Generally, though, when I’m angry it’s on behalf of someone else, or a group of people, who has/ve been wronged. I realise I’m very privileged, I have various platforms upon which I can vent my spleen and I try to use them to draw attention to injustice – that feels like a good use of anger. And when all else fails, I go to the gym and punch a punch bag!

Richard Coles

Cleric, broadcaster and former Communard, richardcoles.com




Richard Coles

Sometimes I wish punk would happen again, just to wake us up, reset and energise people and give them a sense that they can get a grip on the problems that affect their lives.

I love the anger so guilessly expressed by Greta Thunberg and I’m fascinated by Extinction Rebellion and how thoughtful directed anger can work in an effort to rally us in what is the defining issue of a generation. I completely support it – I had a very activist youth myself – I’ve been hit by the police during protests and once tried to storm parliament – but my life, way of thinking and existence now makes me the person who has a conversation, rather than hits the picket line.

When I was young, I can remember the fight for gay rights, particularly when HIV came along. It felt like a matter of life and death and I didnt feel like it was something that could be fruitfully solved through discussion. For me it was about being on the front line and refusing to accept something that was unjust, refusing to bowed.

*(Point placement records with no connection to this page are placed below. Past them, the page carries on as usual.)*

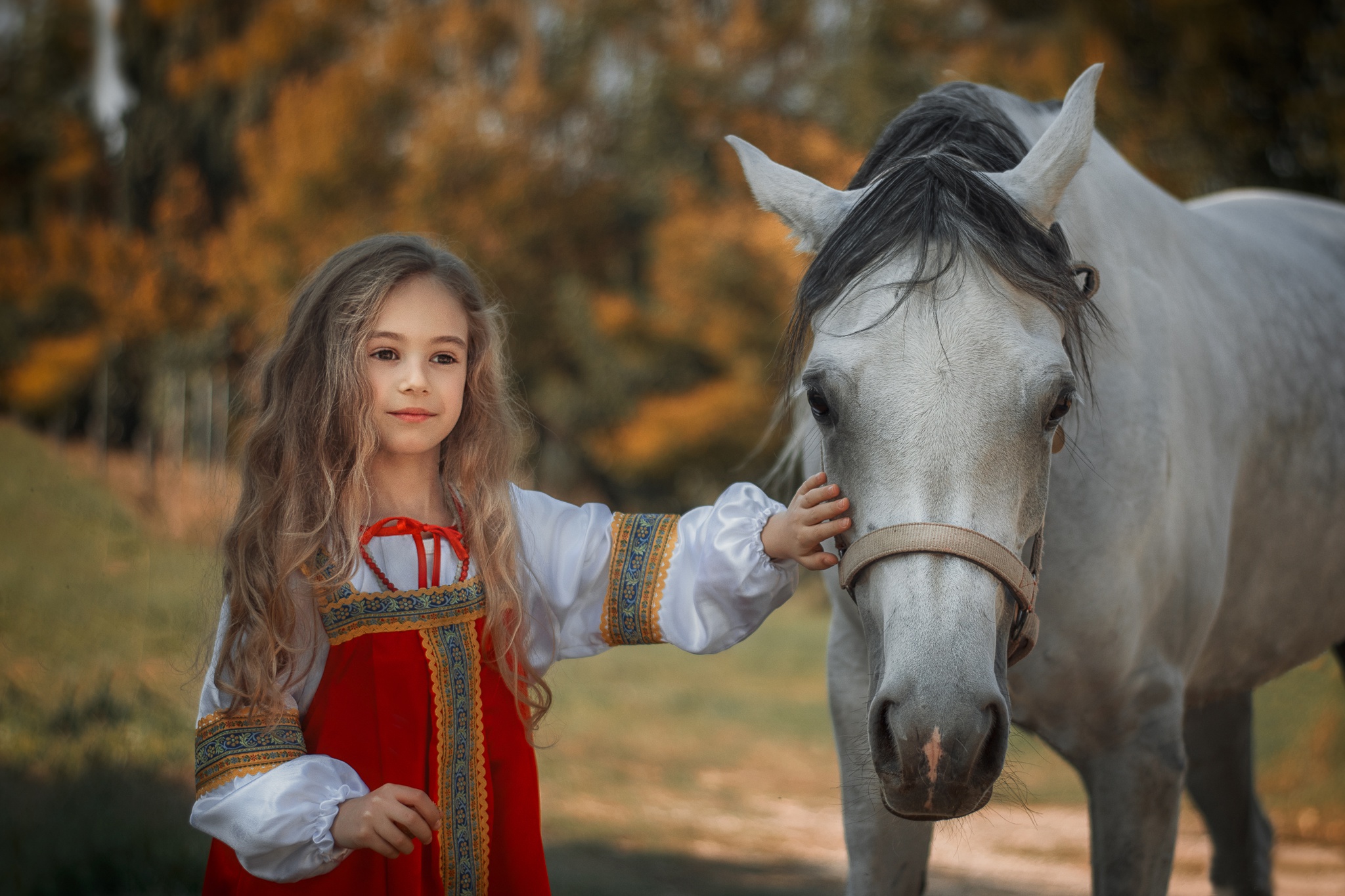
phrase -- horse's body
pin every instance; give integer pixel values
(1196, 527)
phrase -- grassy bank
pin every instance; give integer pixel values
(666, 773)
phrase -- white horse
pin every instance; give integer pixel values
(1197, 519)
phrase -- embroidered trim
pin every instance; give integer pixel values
(232, 746)
(349, 614)
(455, 667)
(642, 548)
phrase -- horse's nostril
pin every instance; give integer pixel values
(883, 736)
(996, 743)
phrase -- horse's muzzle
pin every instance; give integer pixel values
(938, 765)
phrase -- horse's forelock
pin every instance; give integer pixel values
(929, 200)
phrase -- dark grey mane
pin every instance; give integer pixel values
(929, 200)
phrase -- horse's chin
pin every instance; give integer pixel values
(956, 812)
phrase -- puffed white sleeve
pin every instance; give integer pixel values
(257, 789)
(594, 578)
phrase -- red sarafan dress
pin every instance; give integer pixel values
(401, 689)
(410, 695)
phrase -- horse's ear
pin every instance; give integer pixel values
(810, 209)
(1040, 179)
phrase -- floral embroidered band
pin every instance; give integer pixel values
(455, 667)
(447, 618)
(642, 548)
(349, 614)
(232, 746)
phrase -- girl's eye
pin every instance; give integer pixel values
(1063, 403)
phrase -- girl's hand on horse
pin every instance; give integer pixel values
(813, 516)
(385, 820)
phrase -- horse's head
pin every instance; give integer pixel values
(947, 331)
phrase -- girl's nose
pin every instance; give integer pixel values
(414, 381)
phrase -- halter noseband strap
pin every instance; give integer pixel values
(969, 544)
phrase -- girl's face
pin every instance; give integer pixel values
(416, 362)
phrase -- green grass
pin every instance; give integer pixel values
(100, 629)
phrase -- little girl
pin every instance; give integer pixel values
(393, 601)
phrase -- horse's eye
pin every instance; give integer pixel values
(818, 403)
(1063, 403)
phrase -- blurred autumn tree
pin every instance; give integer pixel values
(572, 151)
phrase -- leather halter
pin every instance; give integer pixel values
(969, 544)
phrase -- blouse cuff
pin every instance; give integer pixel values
(322, 832)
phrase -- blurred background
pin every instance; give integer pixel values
(171, 168)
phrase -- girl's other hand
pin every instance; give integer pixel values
(385, 821)
(813, 516)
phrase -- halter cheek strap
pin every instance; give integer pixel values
(969, 544)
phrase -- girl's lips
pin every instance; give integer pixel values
(412, 416)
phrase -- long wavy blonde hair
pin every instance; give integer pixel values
(304, 473)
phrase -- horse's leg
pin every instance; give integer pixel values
(1222, 781)
(1134, 797)
(888, 855)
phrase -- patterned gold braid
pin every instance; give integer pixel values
(232, 746)
(642, 548)
(445, 618)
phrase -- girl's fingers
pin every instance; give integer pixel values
(420, 801)
(395, 836)
(818, 495)
(820, 561)
(410, 822)
(811, 482)
(818, 534)
(380, 845)
(825, 511)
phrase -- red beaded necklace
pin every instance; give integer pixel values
(417, 530)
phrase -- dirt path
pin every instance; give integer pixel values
(1012, 851)
(786, 847)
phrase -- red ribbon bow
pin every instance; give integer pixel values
(407, 526)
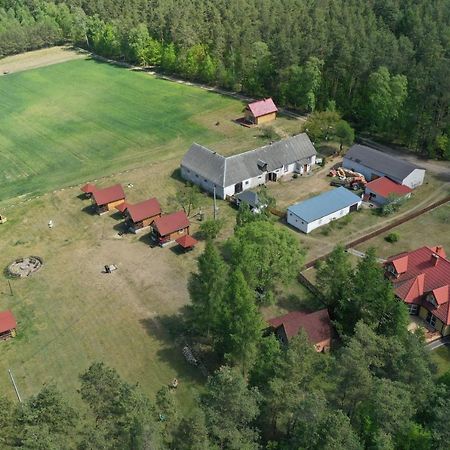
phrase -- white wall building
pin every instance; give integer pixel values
(233, 174)
(374, 164)
(322, 209)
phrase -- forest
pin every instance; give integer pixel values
(383, 64)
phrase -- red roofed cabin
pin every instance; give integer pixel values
(143, 214)
(317, 326)
(108, 199)
(8, 325)
(421, 279)
(170, 227)
(261, 111)
(383, 190)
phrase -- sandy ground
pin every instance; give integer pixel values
(39, 58)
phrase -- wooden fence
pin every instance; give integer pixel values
(382, 230)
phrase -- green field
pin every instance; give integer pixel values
(78, 120)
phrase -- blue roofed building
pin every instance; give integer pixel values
(322, 209)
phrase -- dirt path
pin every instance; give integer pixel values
(39, 58)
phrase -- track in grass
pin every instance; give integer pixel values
(81, 119)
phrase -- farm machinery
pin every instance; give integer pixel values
(347, 178)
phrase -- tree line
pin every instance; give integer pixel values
(384, 63)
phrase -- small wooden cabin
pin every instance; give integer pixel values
(143, 214)
(170, 227)
(88, 189)
(108, 199)
(262, 111)
(8, 325)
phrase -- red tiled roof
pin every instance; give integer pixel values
(170, 223)
(89, 188)
(384, 187)
(187, 241)
(262, 107)
(108, 195)
(426, 271)
(317, 324)
(144, 210)
(7, 321)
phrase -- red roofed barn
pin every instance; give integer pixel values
(170, 227)
(8, 325)
(261, 111)
(317, 326)
(382, 190)
(143, 214)
(421, 279)
(108, 199)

But through activism I’ve noticed you have two equally important fronts – one is street challenge and the other is negotiation that might produce change. My movement over the years has been from the front line to the back room and I do miss the front line sometimes. It’s very vicarish, but now I would be seeking conciliation and to see if there’s a way of establishing common ground in which people who are at enmity can find a solution. There is stuff that outrages me…for example the way people who are poor suffer in this country, in my parish, as a result of poverty, neglect, poor housing. But I’m so used to that now that instead of being angry about it I try to do things that make it better.

I think it’s important to examine one’s anger critically; what is it that makes you angry why does it work? Try to be circumspect – understand why someone might have a different view. Be calm. If after that you conclude your outrage is appropriate then get together with other people and think of creative ways to challenge it. Sometimes it does mean the barricades or a confrontation but don’t just think of that. I’m signed up to a project where anger is quite firmly described to be a sin. So indulging anger is something I‘d always guard against.